Sitting on a three-legged stool in tattered leso, an oversized t-shirt and old plastic stitched shoes, her skinny physique is a pointer to the hard times that have ravaged the once celebrated musician. In her heydays, she lived in Nairobi’s Jamhuri and South C estates.
Life has come a full circle for the queen of Benga who staged various shows across East Africa, besides touring Europe’s Norway, Netherlands, Italy and Switzerland between 2001 and 2007.
We find her pondering her next move with a mug of white sugarless porridge outside her two-roomed, mud-walled hut. Without a toilet or bathroom, it is a trot to the bush when nature calls.
A pained smile lights up her haggard and sunken face, revealing a flash of fast fading beauty. “It’s good to see you!” she says, hugging me like a long-lost friend.
Fondly referred to as Alili Nyagina by some of her fans, Princess Jully, who is approaching her 50s with countless songs to her name, no longer sings. She worries about her next meal.
“I have lost close to 30 kilos ever since I relocated back home from the city in 2012 due to many challenges,” she explains, offering me a cup of porridge and boiled maize.

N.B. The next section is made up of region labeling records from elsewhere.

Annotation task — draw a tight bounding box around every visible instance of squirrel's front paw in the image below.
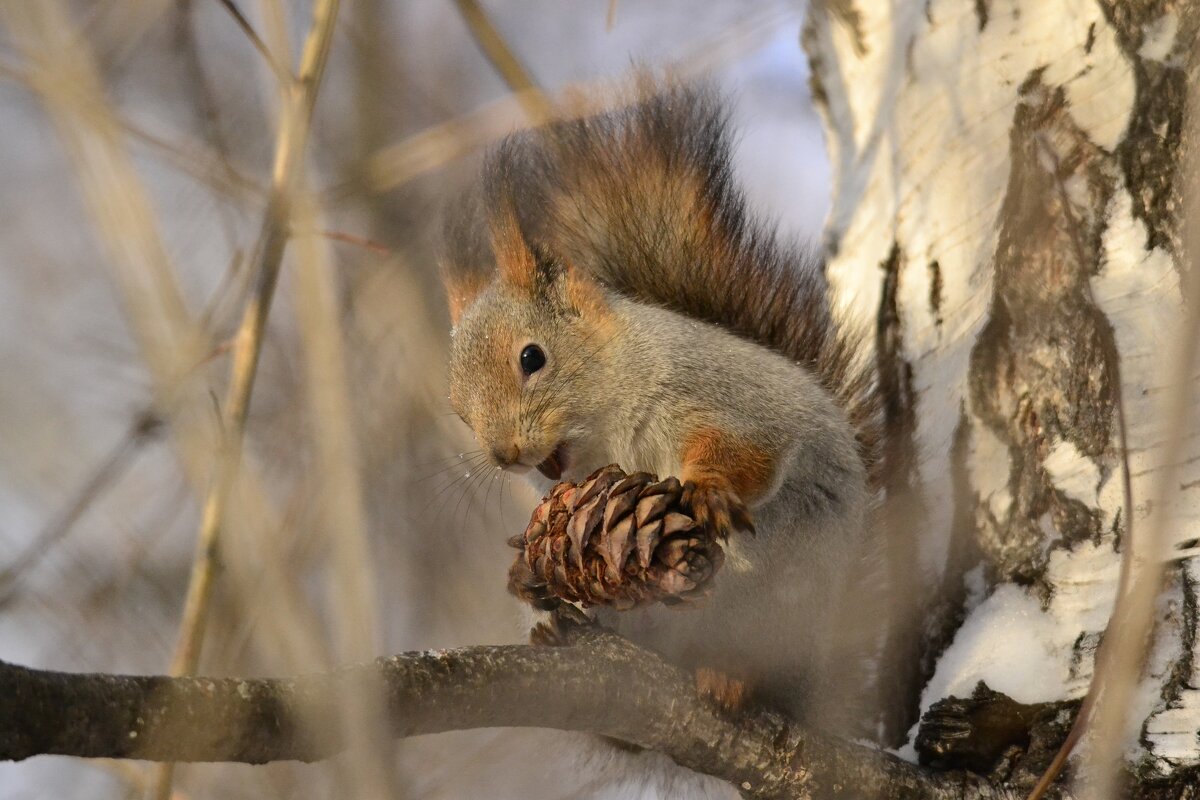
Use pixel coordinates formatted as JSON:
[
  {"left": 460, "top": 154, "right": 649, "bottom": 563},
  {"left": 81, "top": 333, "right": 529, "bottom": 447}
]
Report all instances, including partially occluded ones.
[
  {"left": 682, "top": 480, "right": 755, "bottom": 539},
  {"left": 509, "top": 465, "right": 725, "bottom": 609}
]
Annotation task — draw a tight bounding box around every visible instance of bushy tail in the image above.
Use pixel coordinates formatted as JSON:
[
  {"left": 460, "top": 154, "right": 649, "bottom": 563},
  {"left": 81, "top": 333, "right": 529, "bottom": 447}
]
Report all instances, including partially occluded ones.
[{"left": 475, "top": 79, "right": 880, "bottom": 476}]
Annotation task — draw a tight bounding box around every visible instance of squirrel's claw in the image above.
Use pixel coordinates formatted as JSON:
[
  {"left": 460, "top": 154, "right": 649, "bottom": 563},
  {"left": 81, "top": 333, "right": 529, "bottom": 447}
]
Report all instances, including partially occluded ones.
[{"left": 683, "top": 481, "right": 755, "bottom": 539}]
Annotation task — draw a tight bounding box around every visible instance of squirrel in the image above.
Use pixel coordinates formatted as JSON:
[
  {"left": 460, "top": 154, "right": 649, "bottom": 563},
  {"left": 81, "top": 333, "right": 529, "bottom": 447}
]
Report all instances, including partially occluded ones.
[{"left": 440, "top": 84, "right": 880, "bottom": 734}]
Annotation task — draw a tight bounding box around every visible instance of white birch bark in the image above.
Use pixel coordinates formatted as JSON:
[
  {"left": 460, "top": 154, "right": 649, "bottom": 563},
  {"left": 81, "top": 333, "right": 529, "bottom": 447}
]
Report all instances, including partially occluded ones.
[{"left": 805, "top": 0, "right": 1200, "bottom": 775}]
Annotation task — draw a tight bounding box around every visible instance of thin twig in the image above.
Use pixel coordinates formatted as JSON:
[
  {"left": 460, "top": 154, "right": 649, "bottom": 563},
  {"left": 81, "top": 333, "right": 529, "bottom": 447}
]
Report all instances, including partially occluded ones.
[
  {"left": 157, "top": 0, "right": 338, "bottom": 800},
  {"left": 455, "top": 0, "right": 554, "bottom": 125},
  {"left": 0, "top": 411, "right": 162, "bottom": 606},
  {"left": 208, "top": 0, "right": 288, "bottom": 84}
]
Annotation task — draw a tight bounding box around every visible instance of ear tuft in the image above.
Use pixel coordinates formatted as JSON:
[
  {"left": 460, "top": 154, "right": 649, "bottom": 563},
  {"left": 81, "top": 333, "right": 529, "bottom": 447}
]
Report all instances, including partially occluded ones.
[
  {"left": 564, "top": 265, "right": 612, "bottom": 321},
  {"left": 490, "top": 203, "right": 538, "bottom": 293},
  {"left": 442, "top": 266, "right": 491, "bottom": 325}
]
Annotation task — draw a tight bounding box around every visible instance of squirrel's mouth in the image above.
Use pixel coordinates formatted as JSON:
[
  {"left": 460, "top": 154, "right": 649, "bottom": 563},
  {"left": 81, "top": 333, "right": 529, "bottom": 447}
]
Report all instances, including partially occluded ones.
[{"left": 538, "top": 441, "right": 566, "bottom": 481}]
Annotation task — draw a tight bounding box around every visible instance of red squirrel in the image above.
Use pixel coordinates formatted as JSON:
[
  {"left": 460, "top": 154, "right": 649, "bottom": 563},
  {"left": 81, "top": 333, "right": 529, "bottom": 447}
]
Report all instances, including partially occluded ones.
[{"left": 442, "top": 84, "right": 880, "bottom": 718}]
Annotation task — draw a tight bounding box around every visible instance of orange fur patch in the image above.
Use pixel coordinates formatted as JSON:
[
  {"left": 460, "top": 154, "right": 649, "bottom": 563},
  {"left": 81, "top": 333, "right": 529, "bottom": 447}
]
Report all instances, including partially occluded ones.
[
  {"left": 679, "top": 427, "right": 775, "bottom": 503},
  {"left": 443, "top": 270, "right": 491, "bottom": 325},
  {"left": 491, "top": 205, "right": 538, "bottom": 291},
  {"left": 696, "top": 667, "right": 750, "bottom": 711}
]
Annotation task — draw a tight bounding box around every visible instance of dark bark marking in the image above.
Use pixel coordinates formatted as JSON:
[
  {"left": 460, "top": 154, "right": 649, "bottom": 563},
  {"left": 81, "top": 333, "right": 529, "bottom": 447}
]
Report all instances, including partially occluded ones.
[
  {"left": 875, "top": 242, "right": 937, "bottom": 744},
  {"left": 1099, "top": 0, "right": 1200, "bottom": 256},
  {"left": 929, "top": 258, "right": 943, "bottom": 327},
  {"left": 970, "top": 70, "right": 1116, "bottom": 585},
  {"left": 976, "top": 0, "right": 989, "bottom": 32}
]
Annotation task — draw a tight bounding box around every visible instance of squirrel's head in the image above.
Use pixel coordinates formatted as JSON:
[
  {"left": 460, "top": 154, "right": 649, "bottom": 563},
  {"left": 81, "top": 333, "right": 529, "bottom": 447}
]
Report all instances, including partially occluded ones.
[{"left": 443, "top": 206, "right": 616, "bottom": 480}]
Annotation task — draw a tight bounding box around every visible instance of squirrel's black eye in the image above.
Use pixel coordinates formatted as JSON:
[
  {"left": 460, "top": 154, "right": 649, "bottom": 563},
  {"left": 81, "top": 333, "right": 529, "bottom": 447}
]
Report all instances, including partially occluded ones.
[{"left": 521, "top": 344, "right": 546, "bottom": 375}]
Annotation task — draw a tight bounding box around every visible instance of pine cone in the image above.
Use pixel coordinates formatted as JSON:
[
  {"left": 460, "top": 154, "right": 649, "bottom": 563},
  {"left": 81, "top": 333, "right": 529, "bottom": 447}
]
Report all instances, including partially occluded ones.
[{"left": 509, "top": 464, "right": 725, "bottom": 610}]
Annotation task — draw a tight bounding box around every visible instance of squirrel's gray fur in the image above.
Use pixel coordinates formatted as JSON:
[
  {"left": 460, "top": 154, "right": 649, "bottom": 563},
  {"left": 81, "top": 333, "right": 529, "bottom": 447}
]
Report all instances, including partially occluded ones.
[{"left": 443, "top": 85, "right": 878, "bottom": 777}]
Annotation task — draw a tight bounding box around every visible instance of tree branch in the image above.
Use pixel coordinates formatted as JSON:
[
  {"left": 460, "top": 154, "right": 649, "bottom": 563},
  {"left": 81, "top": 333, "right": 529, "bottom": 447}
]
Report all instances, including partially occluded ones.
[{"left": 0, "top": 632, "right": 1015, "bottom": 800}]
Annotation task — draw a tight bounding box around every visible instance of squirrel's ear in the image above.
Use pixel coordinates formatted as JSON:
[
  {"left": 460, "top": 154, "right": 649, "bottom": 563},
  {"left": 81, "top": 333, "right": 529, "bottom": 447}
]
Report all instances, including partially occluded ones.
[
  {"left": 491, "top": 204, "right": 539, "bottom": 293},
  {"left": 440, "top": 263, "right": 491, "bottom": 325},
  {"left": 563, "top": 265, "right": 610, "bottom": 321}
]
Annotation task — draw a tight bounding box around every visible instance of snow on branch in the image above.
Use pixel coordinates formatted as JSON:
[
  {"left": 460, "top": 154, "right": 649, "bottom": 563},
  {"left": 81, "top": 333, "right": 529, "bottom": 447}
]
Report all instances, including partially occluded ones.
[{"left": 0, "top": 630, "right": 1014, "bottom": 800}]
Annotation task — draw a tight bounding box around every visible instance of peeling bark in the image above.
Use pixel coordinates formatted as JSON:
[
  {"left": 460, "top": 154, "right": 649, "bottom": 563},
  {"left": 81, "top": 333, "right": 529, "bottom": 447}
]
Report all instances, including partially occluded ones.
[{"left": 804, "top": 0, "right": 1200, "bottom": 796}]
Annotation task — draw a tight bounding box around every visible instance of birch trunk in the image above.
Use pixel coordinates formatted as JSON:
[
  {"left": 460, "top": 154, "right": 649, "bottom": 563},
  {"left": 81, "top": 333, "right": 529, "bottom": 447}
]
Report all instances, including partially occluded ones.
[{"left": 804, "top": 0, "right": 1200, "bottom": 790}]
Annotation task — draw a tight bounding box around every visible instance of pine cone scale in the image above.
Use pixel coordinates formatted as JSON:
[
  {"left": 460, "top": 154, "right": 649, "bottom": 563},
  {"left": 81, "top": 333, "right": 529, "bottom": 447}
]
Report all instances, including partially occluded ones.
[{"left": 509, "top": 465, "right": 724, "bottom": 609}]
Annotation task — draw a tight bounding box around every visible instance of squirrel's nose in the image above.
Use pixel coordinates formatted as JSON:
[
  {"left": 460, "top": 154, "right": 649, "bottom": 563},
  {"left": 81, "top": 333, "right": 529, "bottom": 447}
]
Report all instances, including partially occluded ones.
[{"left": 492, "top": 444, "right": 521, "bottom": 467}]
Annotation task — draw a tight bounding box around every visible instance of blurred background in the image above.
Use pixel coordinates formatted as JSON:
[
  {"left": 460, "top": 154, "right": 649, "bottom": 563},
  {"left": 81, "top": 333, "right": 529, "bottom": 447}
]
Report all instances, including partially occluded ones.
[{"left": 0, "top": 0, "right": 828, "bottom": 798}]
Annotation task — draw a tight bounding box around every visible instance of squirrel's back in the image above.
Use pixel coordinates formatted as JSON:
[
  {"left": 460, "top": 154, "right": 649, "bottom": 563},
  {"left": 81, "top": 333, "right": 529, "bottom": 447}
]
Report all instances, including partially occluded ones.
[{"left": 446, "top": 82, "right": 880, "bottom": 482}]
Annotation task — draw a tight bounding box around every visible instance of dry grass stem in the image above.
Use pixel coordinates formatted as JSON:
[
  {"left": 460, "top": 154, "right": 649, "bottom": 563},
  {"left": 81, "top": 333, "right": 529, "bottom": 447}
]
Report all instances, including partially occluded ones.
[
  {"left": 156, "top": 0, "right": 338, "bottom": 800},
  {"left": 455, "top": 0, "right": 554, "bottom": 125}
]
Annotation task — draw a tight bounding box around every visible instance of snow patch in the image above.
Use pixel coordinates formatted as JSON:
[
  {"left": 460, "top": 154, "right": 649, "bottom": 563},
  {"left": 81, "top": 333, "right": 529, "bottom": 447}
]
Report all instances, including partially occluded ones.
[{"left": 1042, "top": 441, "right": 1102, "bottom": 507}]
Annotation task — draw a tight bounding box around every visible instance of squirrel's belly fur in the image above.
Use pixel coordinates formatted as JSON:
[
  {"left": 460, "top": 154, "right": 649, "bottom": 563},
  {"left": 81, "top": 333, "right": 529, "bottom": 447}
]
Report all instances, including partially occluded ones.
[{"left": 443, "top": 79, "right": 880, "bottom": 777}]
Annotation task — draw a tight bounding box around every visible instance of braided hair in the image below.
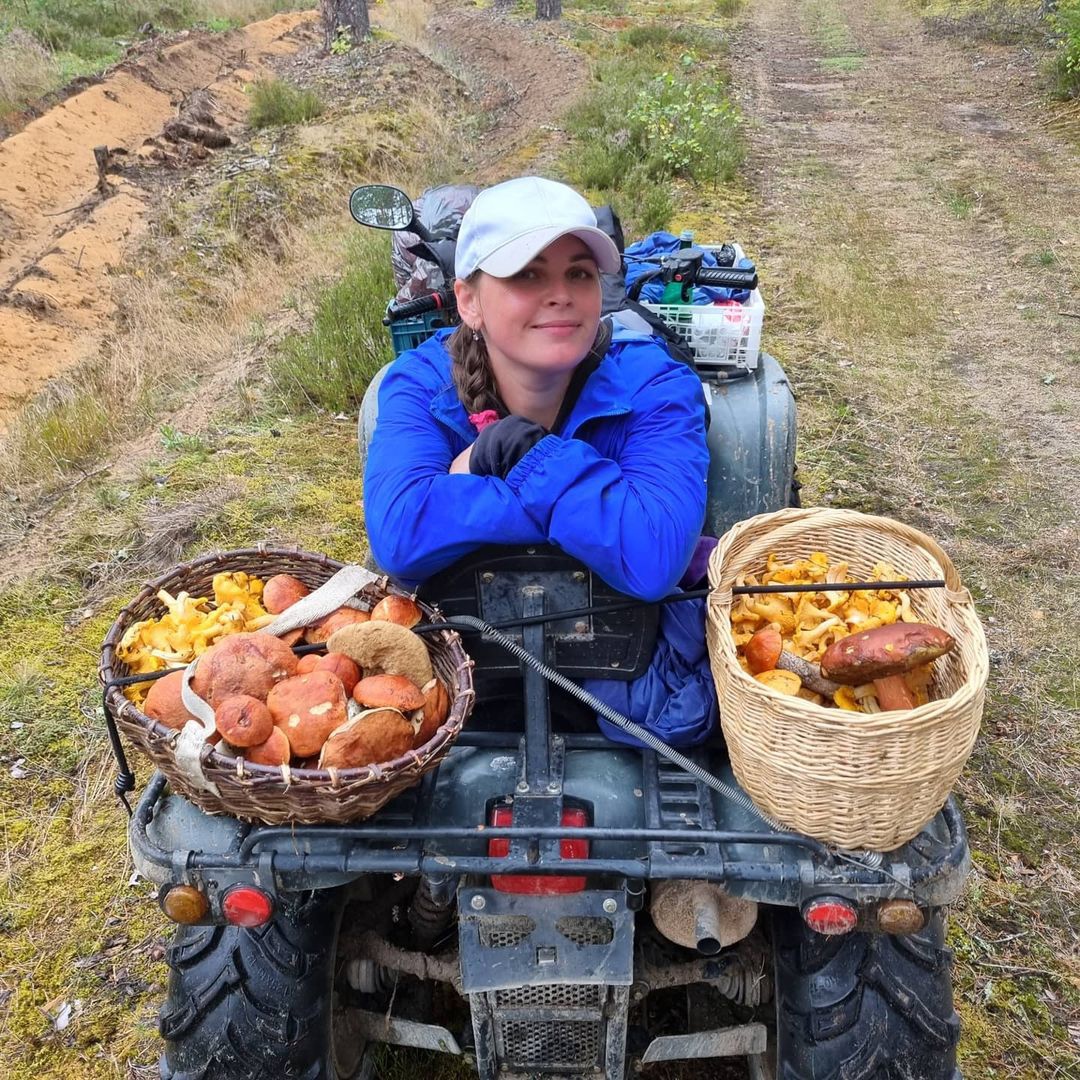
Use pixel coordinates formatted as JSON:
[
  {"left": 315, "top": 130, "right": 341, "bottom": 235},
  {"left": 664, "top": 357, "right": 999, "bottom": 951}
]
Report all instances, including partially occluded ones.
[{"left": 446, "top": 323, "right": 507, "bottom": 416}]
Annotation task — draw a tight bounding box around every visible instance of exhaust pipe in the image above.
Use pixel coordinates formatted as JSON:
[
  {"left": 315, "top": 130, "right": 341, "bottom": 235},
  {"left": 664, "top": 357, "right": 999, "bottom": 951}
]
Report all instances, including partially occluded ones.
[{"left": 649, "top": 881, "right": 757, "bottom": 956}]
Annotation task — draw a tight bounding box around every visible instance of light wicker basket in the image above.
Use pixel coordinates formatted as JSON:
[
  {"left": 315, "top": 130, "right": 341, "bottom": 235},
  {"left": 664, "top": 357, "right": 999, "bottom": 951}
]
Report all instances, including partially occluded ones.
[
  {"left": 99, "top": 548, "right": 474, "bottom": 825},
  {"left": 707, "top": 509, "right": 989, "bottom": 851}
]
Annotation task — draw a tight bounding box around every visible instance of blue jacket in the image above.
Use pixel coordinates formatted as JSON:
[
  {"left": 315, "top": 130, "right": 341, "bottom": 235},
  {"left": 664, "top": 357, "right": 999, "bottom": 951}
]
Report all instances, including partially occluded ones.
[{"left": 364, "top": 330, "right": 708, "bottom": 599}]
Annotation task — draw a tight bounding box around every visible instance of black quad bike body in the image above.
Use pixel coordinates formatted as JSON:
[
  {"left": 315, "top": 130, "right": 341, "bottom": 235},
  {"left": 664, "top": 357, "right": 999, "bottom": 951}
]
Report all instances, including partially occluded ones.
[{"left": 118, "top": 187, "right": 970, "bottom": 1080}]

But how did the Benga star who once resided in a two-bedroom house in Jamhuri for three years and a five-bedroom house for a decade in South C, where she paid rents of between 25,000 and Sh30,000 per month, end up in a mud hut near Bondo Nyironge village in Migori? Princess Jully blames fellow musicians, friends and family for abandoning her when her pockets ran dry.
“People forget those who helped them in their times of need. When I had money, everybody wanted to be around me; including friends and strangers. Now that I am penniless, nobody wants to be associated with me. None of them has even bothered to call and enquire about my well-being,” she complained.
Jully now works as a casual labourer in various gold mines in Osiri, Makalda, Komito and Kokumo, Migori County. She commutes twice to reach her destination.
“There are times when I walk for close to 20 kilometres to the work site where I toil for my daily bread. I buy unprocessed stones and mine two to three grammes of gold, which I sell for between Sh200 and Sh300. It is better to get that small amount of money to buy food and clothes than staying idle as I wait to die.
“There are times when I end up with nothing and go hungry for days. Apart from the little help I get from my son Makajully, who is a sales worker and part time university student, I survive on a daily basis,” she says.
The singer says she moved from paradise to hell when her husband, Benga superstar Prince Jully of Jolly Boys Band, passed on in 1997. She said she could not manage her band or fight pirates who reap from artistes’ sweat.
“When my husband was alive, he supported my music. He produced most of my songs. I even learnt from him how to produce my own music. Life was too good. My band and I used to tour places including Mombasa, Zanzibar, Dar es Salaam and many other destinations. However, when he passed on, things changed completely,” she says.
At the height of her singing career, she worked with then upcoming Ohangla musicians Osogo Winyo and Onyango Alemo while running a music shop on Nairobi’s River Road.
In the 2002 hit smash Unbwogable, Princes Jully was among the leaders Gidigidi Majimaji said were unbwogable and unbeatable. But life, it seems, has ‘beaten’ Princes Jully.